What we wanted, and we certainly didn’t get, was some respect. For Mulder and Scully and their journey. For the actors who made us love this show in the first place, despite you. For woman, in general. For this idea that you created and never did anything to preserve.
But hey – at the very least, now that it’s over, I can tell you what I’ve wanted to tell you for so long: Goodbye. You have no power over me now.
I’m free.
Other things to note:
- So, hey, William is a douchebag. And he’s not even dead! YAY OPEN ENDINGS. Not.
- “Just come back alive.”
- Don’t worry, he will. You’ve always been the expendable one here, not him, Scully.
- Gillian plays the moment perfectly, but Scully just letting Mulder go by himself to find their son? Yeeeeeeeeeeeeeeeeah, right.
- In fact, give Gillian an award for making us feel things even with this shitty ass writing.

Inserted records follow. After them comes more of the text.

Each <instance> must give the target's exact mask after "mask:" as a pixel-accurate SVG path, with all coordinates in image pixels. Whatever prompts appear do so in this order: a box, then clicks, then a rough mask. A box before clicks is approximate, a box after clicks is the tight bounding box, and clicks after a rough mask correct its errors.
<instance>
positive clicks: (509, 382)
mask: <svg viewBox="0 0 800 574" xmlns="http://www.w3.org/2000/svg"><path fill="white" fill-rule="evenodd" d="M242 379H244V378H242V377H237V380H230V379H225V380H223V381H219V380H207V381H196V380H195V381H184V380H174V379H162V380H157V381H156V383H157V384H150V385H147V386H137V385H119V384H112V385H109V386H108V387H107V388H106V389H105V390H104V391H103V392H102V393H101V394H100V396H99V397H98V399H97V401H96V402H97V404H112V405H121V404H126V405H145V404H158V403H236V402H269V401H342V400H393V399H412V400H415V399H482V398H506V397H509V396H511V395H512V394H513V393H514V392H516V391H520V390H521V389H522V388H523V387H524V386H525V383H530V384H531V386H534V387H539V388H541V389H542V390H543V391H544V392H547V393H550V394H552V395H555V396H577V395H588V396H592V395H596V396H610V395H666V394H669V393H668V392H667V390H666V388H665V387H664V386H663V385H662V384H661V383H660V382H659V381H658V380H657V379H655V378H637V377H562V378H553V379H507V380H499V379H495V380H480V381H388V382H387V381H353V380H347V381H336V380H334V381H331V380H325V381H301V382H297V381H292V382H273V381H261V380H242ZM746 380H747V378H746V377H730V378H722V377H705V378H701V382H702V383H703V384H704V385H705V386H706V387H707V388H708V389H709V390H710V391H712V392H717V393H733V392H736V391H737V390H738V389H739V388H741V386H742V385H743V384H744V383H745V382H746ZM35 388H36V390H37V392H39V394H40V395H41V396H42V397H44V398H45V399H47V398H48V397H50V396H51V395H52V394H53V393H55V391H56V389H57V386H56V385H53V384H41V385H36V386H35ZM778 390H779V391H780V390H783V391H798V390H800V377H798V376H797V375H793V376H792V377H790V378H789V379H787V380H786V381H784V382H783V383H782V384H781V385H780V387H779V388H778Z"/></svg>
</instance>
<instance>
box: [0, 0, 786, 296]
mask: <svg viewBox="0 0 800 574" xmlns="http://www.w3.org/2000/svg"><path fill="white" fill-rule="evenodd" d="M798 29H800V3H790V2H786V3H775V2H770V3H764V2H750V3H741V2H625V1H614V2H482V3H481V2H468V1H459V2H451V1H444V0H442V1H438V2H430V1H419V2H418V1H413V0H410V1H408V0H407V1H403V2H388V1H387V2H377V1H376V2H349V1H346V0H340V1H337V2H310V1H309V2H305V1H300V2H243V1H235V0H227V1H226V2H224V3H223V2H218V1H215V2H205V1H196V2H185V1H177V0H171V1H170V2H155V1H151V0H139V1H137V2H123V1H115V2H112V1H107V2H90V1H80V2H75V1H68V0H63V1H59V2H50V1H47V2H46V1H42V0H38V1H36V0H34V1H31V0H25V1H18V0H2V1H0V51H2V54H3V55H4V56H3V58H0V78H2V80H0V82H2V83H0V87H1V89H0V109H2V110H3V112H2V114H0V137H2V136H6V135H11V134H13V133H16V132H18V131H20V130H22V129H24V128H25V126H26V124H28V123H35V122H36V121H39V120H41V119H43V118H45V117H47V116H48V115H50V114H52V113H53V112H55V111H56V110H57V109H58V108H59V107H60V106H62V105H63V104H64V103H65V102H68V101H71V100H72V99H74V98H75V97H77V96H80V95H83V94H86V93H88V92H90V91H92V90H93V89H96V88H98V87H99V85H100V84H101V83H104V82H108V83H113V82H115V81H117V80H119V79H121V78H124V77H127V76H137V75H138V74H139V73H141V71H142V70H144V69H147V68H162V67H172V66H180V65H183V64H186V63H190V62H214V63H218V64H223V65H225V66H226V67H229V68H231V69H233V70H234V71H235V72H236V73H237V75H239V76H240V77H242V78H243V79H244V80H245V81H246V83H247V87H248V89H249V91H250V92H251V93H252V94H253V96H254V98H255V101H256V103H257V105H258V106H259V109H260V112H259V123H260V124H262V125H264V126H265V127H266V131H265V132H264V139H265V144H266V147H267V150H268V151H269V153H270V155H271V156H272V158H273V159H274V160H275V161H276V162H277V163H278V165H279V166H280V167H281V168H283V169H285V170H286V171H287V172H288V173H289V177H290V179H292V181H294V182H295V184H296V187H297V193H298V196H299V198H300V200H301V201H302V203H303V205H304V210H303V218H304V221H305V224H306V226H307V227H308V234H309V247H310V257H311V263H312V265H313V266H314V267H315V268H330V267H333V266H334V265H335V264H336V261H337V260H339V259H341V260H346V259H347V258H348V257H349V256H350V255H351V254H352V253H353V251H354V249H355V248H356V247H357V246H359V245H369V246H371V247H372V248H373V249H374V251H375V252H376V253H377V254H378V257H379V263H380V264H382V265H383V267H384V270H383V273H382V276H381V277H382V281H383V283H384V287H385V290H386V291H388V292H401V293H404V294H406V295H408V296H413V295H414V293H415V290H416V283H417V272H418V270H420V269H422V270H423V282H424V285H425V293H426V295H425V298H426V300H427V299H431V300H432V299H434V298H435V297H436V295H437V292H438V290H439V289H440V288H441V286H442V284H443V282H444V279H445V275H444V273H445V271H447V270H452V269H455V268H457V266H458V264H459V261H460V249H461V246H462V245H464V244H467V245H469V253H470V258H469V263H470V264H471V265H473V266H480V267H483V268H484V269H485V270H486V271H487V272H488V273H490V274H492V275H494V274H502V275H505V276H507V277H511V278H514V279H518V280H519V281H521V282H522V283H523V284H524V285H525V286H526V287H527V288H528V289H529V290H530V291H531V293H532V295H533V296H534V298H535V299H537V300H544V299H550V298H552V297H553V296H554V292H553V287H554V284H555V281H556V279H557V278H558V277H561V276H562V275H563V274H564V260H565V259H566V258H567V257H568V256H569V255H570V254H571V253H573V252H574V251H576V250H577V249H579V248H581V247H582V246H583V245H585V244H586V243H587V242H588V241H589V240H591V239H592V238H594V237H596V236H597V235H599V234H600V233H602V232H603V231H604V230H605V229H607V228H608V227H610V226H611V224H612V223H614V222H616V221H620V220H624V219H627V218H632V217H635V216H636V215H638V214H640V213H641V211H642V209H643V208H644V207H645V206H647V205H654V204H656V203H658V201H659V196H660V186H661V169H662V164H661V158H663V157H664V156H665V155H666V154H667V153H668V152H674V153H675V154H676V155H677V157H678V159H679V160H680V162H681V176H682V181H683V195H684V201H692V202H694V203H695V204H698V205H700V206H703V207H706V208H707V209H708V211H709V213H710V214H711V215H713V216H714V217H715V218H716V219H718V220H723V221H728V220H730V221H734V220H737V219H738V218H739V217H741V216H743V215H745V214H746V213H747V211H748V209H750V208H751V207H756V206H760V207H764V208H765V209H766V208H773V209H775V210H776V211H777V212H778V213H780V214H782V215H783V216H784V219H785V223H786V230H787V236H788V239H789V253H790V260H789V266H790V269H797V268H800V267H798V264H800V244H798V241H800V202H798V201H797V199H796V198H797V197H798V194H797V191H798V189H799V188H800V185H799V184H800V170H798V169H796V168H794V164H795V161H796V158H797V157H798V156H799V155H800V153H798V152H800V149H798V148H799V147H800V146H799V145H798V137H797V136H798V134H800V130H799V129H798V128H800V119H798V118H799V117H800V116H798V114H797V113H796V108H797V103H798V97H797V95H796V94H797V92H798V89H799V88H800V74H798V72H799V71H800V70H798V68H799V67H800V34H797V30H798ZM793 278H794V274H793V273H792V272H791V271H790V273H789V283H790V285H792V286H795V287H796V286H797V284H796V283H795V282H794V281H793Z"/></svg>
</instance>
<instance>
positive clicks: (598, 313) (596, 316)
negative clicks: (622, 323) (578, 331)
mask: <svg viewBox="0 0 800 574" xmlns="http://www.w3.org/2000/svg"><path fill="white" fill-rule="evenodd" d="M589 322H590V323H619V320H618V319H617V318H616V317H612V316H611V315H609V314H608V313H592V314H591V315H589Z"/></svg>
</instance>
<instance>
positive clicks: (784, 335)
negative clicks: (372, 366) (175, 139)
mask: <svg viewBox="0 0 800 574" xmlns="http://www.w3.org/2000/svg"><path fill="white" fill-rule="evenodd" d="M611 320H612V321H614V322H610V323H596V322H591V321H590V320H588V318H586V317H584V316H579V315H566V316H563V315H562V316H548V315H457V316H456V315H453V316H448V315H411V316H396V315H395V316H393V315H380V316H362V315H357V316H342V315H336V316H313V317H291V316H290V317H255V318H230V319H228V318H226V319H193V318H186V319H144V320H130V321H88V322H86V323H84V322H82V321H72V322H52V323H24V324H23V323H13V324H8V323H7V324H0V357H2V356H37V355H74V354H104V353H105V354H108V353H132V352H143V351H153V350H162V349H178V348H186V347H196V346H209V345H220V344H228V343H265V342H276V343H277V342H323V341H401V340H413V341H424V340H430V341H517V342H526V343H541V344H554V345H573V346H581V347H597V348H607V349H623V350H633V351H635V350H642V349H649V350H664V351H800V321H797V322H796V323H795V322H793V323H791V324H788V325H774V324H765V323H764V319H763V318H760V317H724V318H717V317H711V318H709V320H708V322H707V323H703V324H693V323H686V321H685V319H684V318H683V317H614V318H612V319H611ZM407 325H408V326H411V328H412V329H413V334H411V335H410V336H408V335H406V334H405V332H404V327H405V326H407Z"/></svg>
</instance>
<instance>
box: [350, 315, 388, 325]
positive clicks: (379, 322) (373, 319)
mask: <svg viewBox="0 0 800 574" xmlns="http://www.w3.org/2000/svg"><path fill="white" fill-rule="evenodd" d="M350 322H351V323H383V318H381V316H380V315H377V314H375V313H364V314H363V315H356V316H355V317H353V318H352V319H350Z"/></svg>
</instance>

- I forgot you created Scully, but never understood her, Chris. How could I forget?
- “I had some payback to pay back.” Seriously, Mulder? Seriously?
- Let’s just kill all the people we haven’t killed in eleven seasons! Even if it doesn’t make sense. Even without closure. No one cares about that, anyway!
- Yes, why listen to Scully. Why?
- I have never seen anything more anticlimactic in my life than that Mulder/William reunion. What in the actual fuck was that?
- How many cars does Mulder have?
- I bet if The X-Files comes back, CC will find a way to revive CSM. You should have shot him in the head, Mulder.
- Also, what happened to Monica? Why was she even back, for this crap of a story-line?
- Not that I care about Skinner, but really?
- I need alcohol. I need to forget.
The X-Files is over and done with, thank the Lord above.